Но в траншее было пусто. Только сиротливо валялся знакомый автомат с выщербленным прикладом.
— Ужель убили? — встревоженно прошептал Аверин, раздумывая: искать ли Канунникова или оставаться у ружья.
— Не сунутся, — видя, как по вражеским позициям все учащеннее и жестче молотит наша артиллерия, решил он и, тревожно осматриваясь, пошел по траншее.
— Антон, — окликнул он выходившего из дзота Чувакова, — ты не видел…
— Жив, жив! — совсем не слушая Аверина, бросился к чему Чуваков. — А у меня прямо сердце оборвалось, захожу в дзот — пусто.
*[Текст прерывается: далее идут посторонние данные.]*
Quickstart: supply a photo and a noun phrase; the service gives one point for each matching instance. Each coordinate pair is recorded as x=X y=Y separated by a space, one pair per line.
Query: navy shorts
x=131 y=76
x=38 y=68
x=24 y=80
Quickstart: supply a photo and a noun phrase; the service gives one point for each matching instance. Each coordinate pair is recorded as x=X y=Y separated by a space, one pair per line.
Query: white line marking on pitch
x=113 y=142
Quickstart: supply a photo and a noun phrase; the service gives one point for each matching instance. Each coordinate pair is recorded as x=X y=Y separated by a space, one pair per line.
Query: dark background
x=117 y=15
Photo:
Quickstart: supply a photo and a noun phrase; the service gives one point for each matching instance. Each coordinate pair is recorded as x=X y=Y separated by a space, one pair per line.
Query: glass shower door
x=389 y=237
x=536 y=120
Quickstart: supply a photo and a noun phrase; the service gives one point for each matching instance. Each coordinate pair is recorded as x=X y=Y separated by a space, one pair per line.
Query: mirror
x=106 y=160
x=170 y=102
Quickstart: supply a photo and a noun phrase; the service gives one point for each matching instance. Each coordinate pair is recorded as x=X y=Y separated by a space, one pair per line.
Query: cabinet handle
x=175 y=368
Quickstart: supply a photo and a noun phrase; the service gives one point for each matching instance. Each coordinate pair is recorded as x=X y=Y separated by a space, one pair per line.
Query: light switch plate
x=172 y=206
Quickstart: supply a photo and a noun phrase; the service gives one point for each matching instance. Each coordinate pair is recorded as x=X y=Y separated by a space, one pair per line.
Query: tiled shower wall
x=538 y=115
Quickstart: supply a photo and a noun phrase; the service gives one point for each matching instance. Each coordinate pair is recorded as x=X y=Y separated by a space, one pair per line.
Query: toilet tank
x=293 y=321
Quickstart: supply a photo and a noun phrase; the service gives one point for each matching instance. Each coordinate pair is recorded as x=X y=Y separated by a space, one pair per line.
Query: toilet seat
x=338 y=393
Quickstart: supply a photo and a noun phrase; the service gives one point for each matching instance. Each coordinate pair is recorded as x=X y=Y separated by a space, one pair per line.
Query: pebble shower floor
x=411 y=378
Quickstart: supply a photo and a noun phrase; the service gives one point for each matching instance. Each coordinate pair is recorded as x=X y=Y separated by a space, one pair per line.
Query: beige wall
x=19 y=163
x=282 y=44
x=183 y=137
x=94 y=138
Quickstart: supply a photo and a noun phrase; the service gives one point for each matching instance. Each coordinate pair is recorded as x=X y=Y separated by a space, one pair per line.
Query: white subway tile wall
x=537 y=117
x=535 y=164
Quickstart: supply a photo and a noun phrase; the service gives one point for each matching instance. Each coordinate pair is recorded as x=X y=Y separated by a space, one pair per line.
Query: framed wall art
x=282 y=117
— Да подожди ты, — оттолкнул Аверин обнимавшего Чувакова, — ты моего помощника, Канунникова, не видел?
— А где он?
— Я сам тебя спрашиваю.
— Да где был-то он?
— Вот тут, со мной рядом был, а теперь нету.
— Поранило, может, а то и вовсе на куски разнесло. Смотри, как наворочали-то, — показал Чуваков на множество еще дымившихся воронок.
Аверин, а за ним Чуваков метнулись в одну сторону траншей, потом в другую, свернули в ход сообщения и, пробежав метров двести, остановились. У груды опаленной взрывом земли, далеко позади позиции, ничком лежал Канунников.
— Бежал, гад! — яростно прохрипел Чуваков. — Душеньку свою спасал, мильенщик.
— Да не кричи, жив, может, — резко оттолкнув Чумакова, склонился над Канунниковым Аверин.
— Ну, что? — с дрожью в голосе спросил Чуваков.
Аверин с трудом выпрямился и опустил голову.
— Ах, подлюга, — заскрежетал зубами Чуваков, — шкура поганая.
— Ладно злобствовать-то над мертвым, — тяжело дыша, сказал Аверин. — Виноватый от своей вины никуда не уйдет.